Jeremy Corbyn has attacked the “media glitterati” for its coverage of Labour amid a storm over his attendance at a wreath-laying for the perpetrators of the 1972 Munich terror attack.
Speaking to party members in Walsall on Monday evening, the Labour leader said the party had to say “absolutely no to anti-Semitism”.
Corbyn has endured weeks of bad headlines over his handling of allegations of anti-Jewish racism within Labour.
Defending his leadership, he said: “I was elected to lead this party three years ago. And I am very proud to lead our party. Very proud of the membership we have attracted and very proud of the activity that now is within the party.
“I have been in the Labour Party all my life. I have never been anything else. I have only ever been in the Labour Party.”
He added: “It’s had its ups, it’s had its downs. We’ve had our great achievements. We have had some less great days.
“But at the end of the day the Labour Party represents the aspiration, the collective optimism, of ordinary people.”
Corbyn was speaking following his admission he attended a ceremony where a wreath was was laid in memory of Palestinians suspected of being behind the Munich Olympics massacre.
The row escalated dramatically on Monday after Corbyn clashed with Israeli prime minister Benjamin Netanyahu.
Speaking last night, the Labour leader accused the press of failing to report how his party was challenging Theresa May’s government on its social, economic and international policies.

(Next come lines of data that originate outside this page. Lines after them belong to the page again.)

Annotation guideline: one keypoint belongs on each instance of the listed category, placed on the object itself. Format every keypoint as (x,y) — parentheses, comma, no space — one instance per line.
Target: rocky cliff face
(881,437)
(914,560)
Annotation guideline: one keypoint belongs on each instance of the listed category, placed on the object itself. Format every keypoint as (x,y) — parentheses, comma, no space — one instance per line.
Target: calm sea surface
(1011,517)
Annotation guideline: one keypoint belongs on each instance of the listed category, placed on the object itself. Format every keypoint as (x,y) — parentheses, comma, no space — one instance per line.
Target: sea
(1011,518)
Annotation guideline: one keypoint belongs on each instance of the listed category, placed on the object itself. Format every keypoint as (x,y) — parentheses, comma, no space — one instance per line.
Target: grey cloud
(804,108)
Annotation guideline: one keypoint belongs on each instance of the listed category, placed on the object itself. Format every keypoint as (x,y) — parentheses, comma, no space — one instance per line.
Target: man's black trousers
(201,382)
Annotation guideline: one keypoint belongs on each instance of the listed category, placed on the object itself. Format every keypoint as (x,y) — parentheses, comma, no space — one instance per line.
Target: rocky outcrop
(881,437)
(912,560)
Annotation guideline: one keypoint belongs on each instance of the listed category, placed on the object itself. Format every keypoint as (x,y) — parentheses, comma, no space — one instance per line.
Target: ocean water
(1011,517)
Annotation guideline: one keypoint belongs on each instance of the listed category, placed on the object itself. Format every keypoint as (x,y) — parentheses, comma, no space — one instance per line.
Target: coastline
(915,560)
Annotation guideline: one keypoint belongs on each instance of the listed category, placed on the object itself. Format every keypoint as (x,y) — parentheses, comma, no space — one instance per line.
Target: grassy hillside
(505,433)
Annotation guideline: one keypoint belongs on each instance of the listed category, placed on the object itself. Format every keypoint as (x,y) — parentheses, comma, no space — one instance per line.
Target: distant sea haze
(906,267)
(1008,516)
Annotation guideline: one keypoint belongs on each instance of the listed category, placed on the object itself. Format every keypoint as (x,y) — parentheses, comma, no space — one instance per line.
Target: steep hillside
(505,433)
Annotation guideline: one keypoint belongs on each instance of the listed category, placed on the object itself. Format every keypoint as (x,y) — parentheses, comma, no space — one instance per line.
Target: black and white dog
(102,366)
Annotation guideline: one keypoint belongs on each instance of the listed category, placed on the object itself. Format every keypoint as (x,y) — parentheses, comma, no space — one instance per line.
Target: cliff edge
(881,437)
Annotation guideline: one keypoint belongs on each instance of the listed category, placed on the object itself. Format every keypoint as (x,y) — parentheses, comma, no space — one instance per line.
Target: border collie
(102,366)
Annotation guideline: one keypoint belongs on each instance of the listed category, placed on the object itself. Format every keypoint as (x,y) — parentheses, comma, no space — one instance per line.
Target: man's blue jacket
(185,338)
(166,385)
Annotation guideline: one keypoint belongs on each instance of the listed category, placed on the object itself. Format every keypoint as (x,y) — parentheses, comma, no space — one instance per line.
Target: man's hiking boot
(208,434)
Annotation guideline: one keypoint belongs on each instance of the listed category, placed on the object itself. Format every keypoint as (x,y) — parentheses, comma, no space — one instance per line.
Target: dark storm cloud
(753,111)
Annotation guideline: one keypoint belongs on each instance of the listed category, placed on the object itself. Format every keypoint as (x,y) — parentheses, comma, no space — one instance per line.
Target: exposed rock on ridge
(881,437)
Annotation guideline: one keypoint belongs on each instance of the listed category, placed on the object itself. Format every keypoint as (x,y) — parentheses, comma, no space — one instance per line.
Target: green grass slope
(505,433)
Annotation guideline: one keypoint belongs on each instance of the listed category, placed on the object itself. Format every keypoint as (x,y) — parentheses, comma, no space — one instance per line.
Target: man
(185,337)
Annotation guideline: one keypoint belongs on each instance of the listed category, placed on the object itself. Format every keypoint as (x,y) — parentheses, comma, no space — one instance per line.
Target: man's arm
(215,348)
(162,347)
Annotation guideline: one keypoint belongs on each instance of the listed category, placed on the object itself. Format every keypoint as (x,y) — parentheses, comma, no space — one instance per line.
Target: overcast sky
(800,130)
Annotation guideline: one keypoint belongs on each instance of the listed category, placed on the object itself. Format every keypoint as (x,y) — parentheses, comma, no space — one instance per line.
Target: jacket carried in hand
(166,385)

“Our campaigning is about those human values, that sense of justice that we want to develop in our society. That’s what Labour is about,” he said.

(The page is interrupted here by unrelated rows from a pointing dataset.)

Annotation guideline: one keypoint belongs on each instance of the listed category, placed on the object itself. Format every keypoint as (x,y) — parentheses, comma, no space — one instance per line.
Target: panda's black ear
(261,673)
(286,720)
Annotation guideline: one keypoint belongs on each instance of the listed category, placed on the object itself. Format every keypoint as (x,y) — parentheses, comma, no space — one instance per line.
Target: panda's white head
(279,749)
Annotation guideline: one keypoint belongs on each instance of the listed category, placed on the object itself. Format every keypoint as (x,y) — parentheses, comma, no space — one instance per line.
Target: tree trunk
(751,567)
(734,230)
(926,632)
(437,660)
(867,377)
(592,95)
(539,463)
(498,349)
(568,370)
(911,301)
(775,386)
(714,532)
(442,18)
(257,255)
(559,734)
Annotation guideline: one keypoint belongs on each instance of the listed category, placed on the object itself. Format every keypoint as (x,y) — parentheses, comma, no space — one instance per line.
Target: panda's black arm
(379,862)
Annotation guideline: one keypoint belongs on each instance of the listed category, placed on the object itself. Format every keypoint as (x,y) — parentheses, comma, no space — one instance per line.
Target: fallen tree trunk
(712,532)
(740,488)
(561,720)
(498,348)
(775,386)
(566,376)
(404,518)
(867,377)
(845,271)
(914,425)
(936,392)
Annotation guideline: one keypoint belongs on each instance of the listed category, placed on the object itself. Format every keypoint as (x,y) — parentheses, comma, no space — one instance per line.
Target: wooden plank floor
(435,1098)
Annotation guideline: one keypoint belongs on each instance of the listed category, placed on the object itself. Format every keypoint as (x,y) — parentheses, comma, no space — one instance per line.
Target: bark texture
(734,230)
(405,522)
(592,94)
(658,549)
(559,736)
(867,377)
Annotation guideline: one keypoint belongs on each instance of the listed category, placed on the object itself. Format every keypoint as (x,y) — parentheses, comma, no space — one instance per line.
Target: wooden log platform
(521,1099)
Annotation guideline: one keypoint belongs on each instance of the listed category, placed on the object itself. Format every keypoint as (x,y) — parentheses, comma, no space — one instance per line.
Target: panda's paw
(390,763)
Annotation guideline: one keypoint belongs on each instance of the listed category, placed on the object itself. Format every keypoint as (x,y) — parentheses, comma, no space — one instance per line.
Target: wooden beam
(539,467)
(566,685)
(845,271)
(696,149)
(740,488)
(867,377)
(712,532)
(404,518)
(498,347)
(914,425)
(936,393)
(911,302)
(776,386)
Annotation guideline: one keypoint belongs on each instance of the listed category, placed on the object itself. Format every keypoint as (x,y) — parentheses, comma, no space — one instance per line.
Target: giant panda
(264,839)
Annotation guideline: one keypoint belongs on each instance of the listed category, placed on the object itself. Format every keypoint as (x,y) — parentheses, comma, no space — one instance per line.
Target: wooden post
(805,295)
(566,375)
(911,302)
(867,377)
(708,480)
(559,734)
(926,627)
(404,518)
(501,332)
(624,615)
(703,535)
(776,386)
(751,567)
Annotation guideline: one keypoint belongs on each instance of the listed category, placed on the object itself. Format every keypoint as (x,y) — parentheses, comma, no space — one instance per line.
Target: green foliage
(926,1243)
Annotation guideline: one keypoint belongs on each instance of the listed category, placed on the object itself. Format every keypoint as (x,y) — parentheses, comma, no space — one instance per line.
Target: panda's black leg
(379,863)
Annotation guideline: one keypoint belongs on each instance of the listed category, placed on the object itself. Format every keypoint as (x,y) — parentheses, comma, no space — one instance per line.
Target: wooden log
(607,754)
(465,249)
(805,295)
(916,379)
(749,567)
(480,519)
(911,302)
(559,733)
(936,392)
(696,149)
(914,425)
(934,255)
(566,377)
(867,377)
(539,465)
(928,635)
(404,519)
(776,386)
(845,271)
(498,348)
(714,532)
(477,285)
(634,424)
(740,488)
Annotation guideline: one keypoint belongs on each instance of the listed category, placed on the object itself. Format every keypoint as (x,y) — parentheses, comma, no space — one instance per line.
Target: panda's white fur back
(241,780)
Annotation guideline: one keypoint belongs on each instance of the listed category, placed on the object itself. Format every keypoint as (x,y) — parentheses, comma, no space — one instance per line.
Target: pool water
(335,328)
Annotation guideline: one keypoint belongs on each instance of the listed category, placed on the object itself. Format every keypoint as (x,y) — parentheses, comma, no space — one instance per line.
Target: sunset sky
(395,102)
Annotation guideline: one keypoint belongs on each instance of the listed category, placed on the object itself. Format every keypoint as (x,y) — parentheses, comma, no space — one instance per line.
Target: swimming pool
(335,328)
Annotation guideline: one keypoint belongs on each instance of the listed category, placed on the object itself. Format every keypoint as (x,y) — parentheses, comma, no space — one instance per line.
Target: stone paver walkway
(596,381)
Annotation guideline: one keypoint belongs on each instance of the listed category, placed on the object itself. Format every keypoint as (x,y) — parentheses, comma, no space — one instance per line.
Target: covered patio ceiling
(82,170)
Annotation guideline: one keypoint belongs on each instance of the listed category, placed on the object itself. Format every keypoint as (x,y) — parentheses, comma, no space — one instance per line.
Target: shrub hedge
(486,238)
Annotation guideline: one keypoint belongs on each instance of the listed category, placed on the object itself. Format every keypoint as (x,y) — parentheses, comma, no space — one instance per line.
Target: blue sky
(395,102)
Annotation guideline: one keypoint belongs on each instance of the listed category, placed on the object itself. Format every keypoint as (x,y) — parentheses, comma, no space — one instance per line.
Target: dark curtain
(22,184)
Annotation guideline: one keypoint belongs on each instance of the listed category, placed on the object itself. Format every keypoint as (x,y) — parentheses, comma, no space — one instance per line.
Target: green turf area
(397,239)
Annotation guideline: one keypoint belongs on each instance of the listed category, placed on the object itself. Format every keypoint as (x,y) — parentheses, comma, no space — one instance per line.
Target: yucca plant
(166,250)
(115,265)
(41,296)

“You’re not going to hear a lot of this in mainstream media newspapers – you might hear some of it on television – but it’s very interesting.

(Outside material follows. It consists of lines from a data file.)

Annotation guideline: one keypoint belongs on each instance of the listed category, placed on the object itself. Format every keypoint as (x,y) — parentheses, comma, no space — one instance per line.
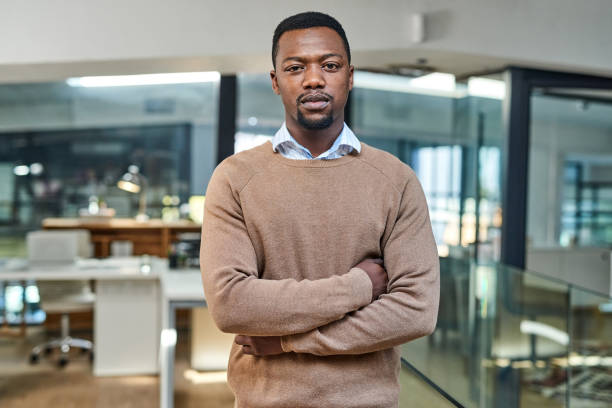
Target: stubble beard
(315,124)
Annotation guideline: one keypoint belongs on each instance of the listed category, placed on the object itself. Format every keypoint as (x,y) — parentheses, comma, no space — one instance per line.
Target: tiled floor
(45,385)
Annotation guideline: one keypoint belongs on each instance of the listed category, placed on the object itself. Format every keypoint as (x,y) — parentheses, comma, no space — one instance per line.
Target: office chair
(56,249)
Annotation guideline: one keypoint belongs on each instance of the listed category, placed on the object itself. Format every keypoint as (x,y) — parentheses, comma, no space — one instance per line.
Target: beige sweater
(280,239)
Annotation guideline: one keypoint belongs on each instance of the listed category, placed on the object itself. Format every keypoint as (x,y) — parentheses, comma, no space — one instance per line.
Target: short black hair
(308,19)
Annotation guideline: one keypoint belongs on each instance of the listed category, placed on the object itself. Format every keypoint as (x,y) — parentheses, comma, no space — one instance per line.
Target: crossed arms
(336,315)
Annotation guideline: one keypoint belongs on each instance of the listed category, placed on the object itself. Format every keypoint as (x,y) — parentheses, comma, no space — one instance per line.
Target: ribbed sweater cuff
(362,286)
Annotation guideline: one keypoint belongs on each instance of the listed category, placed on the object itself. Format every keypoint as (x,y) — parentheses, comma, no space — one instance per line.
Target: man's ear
(274,82)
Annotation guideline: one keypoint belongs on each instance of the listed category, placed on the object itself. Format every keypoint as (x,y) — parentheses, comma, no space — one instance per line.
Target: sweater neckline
(312,163)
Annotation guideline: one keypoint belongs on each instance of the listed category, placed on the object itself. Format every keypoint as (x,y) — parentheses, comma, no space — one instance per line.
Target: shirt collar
(345,138)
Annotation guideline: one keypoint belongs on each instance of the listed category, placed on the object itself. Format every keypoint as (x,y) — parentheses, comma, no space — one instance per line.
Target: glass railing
(510,338)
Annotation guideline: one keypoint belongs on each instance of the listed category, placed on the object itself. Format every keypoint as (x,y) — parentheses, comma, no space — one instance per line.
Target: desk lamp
(134,182)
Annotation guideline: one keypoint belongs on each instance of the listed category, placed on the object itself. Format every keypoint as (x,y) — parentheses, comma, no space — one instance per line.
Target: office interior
(109,135)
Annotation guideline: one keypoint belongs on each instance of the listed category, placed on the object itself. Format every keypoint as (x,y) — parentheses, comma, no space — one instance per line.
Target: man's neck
(316,141)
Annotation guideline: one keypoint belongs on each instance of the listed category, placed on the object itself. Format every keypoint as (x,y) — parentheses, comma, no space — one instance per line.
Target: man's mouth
(314,102)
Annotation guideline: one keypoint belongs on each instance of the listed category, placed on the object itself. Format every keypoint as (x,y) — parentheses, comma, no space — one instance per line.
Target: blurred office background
(502,108)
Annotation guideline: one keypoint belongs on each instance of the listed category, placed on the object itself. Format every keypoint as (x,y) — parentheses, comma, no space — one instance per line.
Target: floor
(46,385)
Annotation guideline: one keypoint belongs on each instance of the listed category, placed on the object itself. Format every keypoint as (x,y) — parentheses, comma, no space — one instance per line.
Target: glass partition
(512,338)
(65,145)
(451,135)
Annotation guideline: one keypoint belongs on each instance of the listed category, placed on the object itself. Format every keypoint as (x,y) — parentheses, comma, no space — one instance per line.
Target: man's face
(312,76)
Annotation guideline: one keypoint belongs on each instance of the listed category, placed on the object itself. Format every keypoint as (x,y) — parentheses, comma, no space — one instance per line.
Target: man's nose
(313,78)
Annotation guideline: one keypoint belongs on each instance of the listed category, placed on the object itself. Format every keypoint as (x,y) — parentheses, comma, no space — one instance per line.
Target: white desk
(180,289)
(126,309)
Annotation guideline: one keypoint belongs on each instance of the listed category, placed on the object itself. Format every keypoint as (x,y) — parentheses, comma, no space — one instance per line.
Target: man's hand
(378,275)
(260,346)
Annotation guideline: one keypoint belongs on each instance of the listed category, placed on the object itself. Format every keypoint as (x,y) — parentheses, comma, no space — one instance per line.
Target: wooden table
(151,237)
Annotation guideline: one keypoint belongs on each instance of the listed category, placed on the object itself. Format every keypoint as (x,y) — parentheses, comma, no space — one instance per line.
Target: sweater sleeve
(242,303)
(409,310)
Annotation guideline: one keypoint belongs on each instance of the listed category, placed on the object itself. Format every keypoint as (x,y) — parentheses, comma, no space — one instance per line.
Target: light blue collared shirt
(286,145)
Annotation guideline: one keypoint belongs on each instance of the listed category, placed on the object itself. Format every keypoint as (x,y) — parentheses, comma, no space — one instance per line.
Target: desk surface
(182,284)
(118,223)
(105,269)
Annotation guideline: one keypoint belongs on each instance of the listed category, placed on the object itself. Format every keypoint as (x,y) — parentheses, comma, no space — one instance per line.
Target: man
(294,238)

“During the general election campaign public perceptions of Labour changed dramatically as soon as the broadcasting rules kicked in and they had to give us equal time to the others. During the election campaign it suddenly all changed.”
Corbyn made fun of “many people in the media glitterati” who predicted Labour’s 2017 manifesto would be unpopular with voters. “Our support increased throughout that election campaign,” he said.
He told supporters the party was “very strong indeed” when activists “respect each others values”.
“When we say absolutely no to anti-Semitism, when we say no to islamophobia, no to racism in any form, we are stronger as a party, as a society and as a community,” he said.
The Labour leader will campaign in Corby in Northamptonshire tomorrow and in Mansfield in Nottinghamshire on Thursday.
He will then spend four days campaigning in Scotland, which he said was “coming back” to supporting Labour.
And he told May if she she decided to call another general election to “bring it on, we’re ready for it any time”.